In this case the reports in question were prepared by the defendants, not in response to a particular claim advanced by any individual, but merely on the contingency that litigation might well arise from the helicopter crash. The court does not regard such a report as work product within the meaning of Rule 26(b) (3)[2] and will, accordingly, grant the plaintiff's motion to compel.

In summary:

The defendants' motion to dismiss Counts II, III, V and VI of the complaint is granted.

The plaintiff's motion to compel production of documents is granted.

NOTES

[1] The plaintiff attempts to escape this result by relying on Georgia Code Ann. § 105-106, which provides: "No privity is necessary to support an action for a tort; but if the tort results from the violation of a duty, itself the consequence of a contract, the right of action is confined to the parties and privies to that contract, except in cases where the party would have had a right of action for the injury done, independently of the contract, and except as provided in Code section 109A-2-318. However, the manufacturer of any personal property sold as new property, either directly or through a dealer or any other person, shall be liable in tort, irrespective of privity, to any natural person who may use, consume or reasonably be affected by the property and who suffers injury to his person or property because the property when sold by the manufacturer was not merchantable and reasonably suited to the injury sustained; a manufacturer may not exclude or limit the operation hereof." The plaintiff urges that the last sentence of that section allows a tort action for breach of warranty despite lack of privity. This may well be the case. However, Count V contains no allegation of negligence whatsoever, and it has been held that "the element of negligence was not disposed of by this statute [§ 105-106], and it still is a requirement in tort suits." Whitaker v. Harvell-Kilgore Corp., supra, 418 F.2d at 1018. Thus Count V does not allege a cause of action under Georgia Code Ann. § 105-106 (1968).

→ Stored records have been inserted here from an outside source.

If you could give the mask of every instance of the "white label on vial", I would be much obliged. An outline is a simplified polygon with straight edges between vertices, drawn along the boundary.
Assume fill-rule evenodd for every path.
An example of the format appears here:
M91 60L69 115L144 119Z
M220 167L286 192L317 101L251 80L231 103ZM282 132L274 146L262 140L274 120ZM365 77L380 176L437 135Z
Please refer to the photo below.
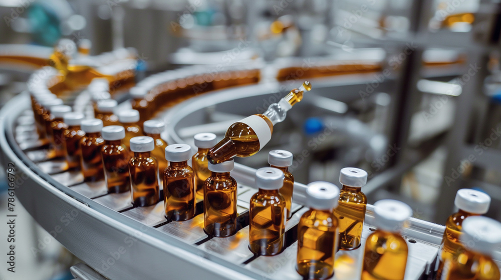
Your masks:
M260 150L272 138L272 132L270 130L268 123L259 116L253 114L240 120L239 122L247 124L254 130L259 140Z

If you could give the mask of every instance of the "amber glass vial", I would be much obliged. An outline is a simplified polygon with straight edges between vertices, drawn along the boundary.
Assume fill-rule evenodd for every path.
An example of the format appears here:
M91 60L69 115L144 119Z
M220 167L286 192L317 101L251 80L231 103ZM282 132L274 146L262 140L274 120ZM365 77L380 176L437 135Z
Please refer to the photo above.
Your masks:
M498 280L492 254L501 246L501 223L486 217L470 216L462 224L459 240L464 249L445 260L439 280Z
M191 158L191 165L195 170L195 185L197 198L203 199L203 186L205 180L210 176L207 168L207 152L209 149L217 143L216 134L213 133L199 133L195 135L195 146L198 150Z
M165 159L165 148L167 142L160 137L160 134L165 130L165 124L156 120L146 120L143 124L144 134L149 136L155 140L155 148L151 151L151 155L156 158L158 162L158 170L160 180L163 182L163 172L169 166L169 162Z
M211 173L203 188L203 230L209 236L226 237L236 232L237 185L229 176L234 167L233 160L208 164Z
M118 105L117 101L112 99L99 100L97 110L94 112L94 116L102 120L105 126L119 125L118 117L113 114Z
M109 192L125 192L130 190L129 160L131 152L122 143L125 130L120 126L108 126L101 132L104 145L101 148L104 176Z
M332 210L338 205L339 188L327 182L314 182L306 190L310 210L298 225L296 270L303 279L324 280L334 274L338 244L338 220Z
M279 190L284 178L284 172L276 168L261 168L256 172L259 190L250 198L249 248L259 255L274 256L283 249L287 210Z
M207 158L213 164L225 162L234 156L246 158L255 154L270 140L273 126L285 120L287 111L303 100L304 94L311 90L305 82L268 107L263 114L248 116L230 126L224 138L209 150Z
M134 156L129 161L131 196L137 206L156 204L160 200L158 185L158 164L151 156L155 148L153 138L148 136L130 140L130 150Z
M165 148L165 159L170 162L163 174L165 217L182 221L195 216L195 172L188 165L191 146L174 144Z
M279 192L285 200L287 210L287 220L292 216L292 193L294 190L294 176L289 172L289 166L292 165L293 155L290 152L283 150L274 150L268 153L268 164L270 166L280 169L284 172L284 186Z
M142 136L141 127L138 124L139 122L139 112L136 110L124 110L117 114L118 121L125 128L125 138L124 143L127 147L130 140L133 137Z
M50 116L50 112L48 112L42 104L46 102L47 100L54 99L57 99L56 94L49 93L39 94L35 96L34 98L33 112L34 112L35 124L37 127L37 132L38 134L39 138L41 139L46 138L47 138L47 130L48 125L46 125L46 121L44 119L44 115L47 114L46 116Z
M438 250L436 279L440 278L445 262L464 250L463 245L459 242L463 221L469 216L486 213L490 205L490 197L481 192L463 188L456 193L454 204L458 210L449 216L445 222L445 230Z
M367 237L364 250L361 280L403 280L408 247L400 235L412 210L393 200L374 204L374 225L377 230Z
M80 169L80 140L85 132L80 129L80 124L84 120L84 114L78 112L66 113L63 120L68 126L64 132L64 144L66 150L66 162L69 168Z
M352 250L360 246L367 198L361 192L367 182L367 172L354 168L341 170L339 182L343 187L339 204L334 213L339 221L339 249Z
M91 118L82 121L82 130L85 135L80 140L80 166L84 180L95 182L104 179L103 158L101 150L104 145L104 140L101 136L103 121L98 118Z
M49 100L42 100L42 112L40 116L40 120L43 126L43 129L45 132L46 136L48 138L49 142L54 144L54 136L52 132L52 122L54 121L54 115L52 114L51 110L53 107L63 105L63 100L59 98L50 99ZM71 108L70 108L71 112ZM56 113L58 118L62 118L62 115L64 113Z
M51 142L50 153L55 158L64 157L66 148L64 144L64 132L68 129L63 116L71 112L71 107L66 105L58 105L51 108L51 116L50 133Z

[2] In a supplemental brief filed after this order had been drafted the defendant contends that this result is precluded by the holding of Southern Ry. v. Lanham, 403 F.2d 119, 131-133 (5th Cir. 1968). The court must disagree. Lanham was decided before the discovery rules were completely restructured in 1970. The report in Lanham was similar in character to the reports involved in this motion. However, due to the different analysis required under the former discovery rules, the question presented the court in Lanham was whether "those portions of the investigation reports that reflect the mental impressions and personal evaluations of appellant's claim agents" were work product under the rule of Hickman v. Taylor, 329 U.S. 495, 67 S. Ct. 385, 91 L. Ed. 451 (1947), and therefore were protected from discovery. In the instant case the defendants have declined to produce the entire reports rather than certain portions of them. Under Rule 26 in its current form the court can consider whether to "protect against disclosure of the mental impressions, conclusions, opinions, or legal theories of an attorney or other representative of a party" in a document only after it has determined that the document was (1) "prepared in anticipation of litigation" and (2) that the party seeking production has established that they have "substantial need" of the document. In this case the court has expressly declined to make either of those findings and thus never reaches the question of whether or not portions of these reports fall under the mental impressions exception to Rule 26(b) (3).